À la dernière de Six dans la cité l'an dernier, sachant que cette émission vouée à la culture (à laquelle j'ai eu le plaisir de participer) ne reviendrait plus, j'ai eu une idée. C'était une idée purement opportuniste qui tablait sur l'ascension fulgurante de la cuisine dans les médias et plus particulièrement à la télévision, ascension qui, à mon grand déplaisir, se fait au détriment de la culture.

Pourquoi on ne ferait pas Six dans la cuisine? ai-je lancé plus ou moins à la blague, ce soir-là à mes camarades. Tout le monde a bien ri. On m'a même mise au défi de rédiger un projet en bonne et due forme, chose dont je me suis acquittée avec diligence. J'ai conçu une espèce d'avatar où, entre deux recettes et un plat mitonné par un artiste, on discuterait culture. Une fille s'essaie...

Le projet est finalement tombé à l'eau, comme mille autres projets conçus aux quatre coins de la ville. Pas grave, me suis-je dit. C'est la vie.

À l'époque, j'avais déjà constaté que la culture n'avait plus tellement la cote dans les médias et que les amoureux de culture étaient une espèce en voie d'extinction. Mais cette semaine, en prenant connaissance du bilan annuel de la firme Influence Communication, mon constat s'est mué en statistiques.

Selon Jean-François Dumas, président de cette firme qui mesure l'espace occupé par divers sujets dans les médias, la cuisine devait en principe supplanter la culture dans deux ans.
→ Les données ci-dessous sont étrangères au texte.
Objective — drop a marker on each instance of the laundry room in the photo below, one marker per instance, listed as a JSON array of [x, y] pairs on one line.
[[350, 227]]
En réalité, c'est chose faite. En l'espace de 12 petits mois, la cuisine est passée de service à divertissement, dévorant le peu d'espace médiatique dévolu à la culture.

J'aimerais bien crier au scandale, mais je suis pour ainsi dire tiraillée entre deux feux. Car toute passionnée de culture que je sois, j'ai un penchant de plus en plus prononcé pour la cuisine, comme au demeurant... le reste de l'humanité. J'aime voir les chefs bitcher les apprentis cuistots dans l'émission Les chefs. J'aime regarder les invités de Geneviève Brouillette à l'émission Recettes de chefs sur TV5, se mettre les pieds dans le plat et s'arracher les cheveux à vouloir reproduire un impossible pavé de saumon fumé maison et une panna cotta de chou-fleur signés Laurent Godbout. J'ai déjà été totalement accro aux aspirants cordons bleus d'Un souper presque parfait et certains vendredis soir, je suis même prête à me farcir le ton mortifère des Touilleurs rien que pour le plaisir de me perdre dans la beauté étincelante de leurs instruments de cuisine et le raffinement de leurs recettes.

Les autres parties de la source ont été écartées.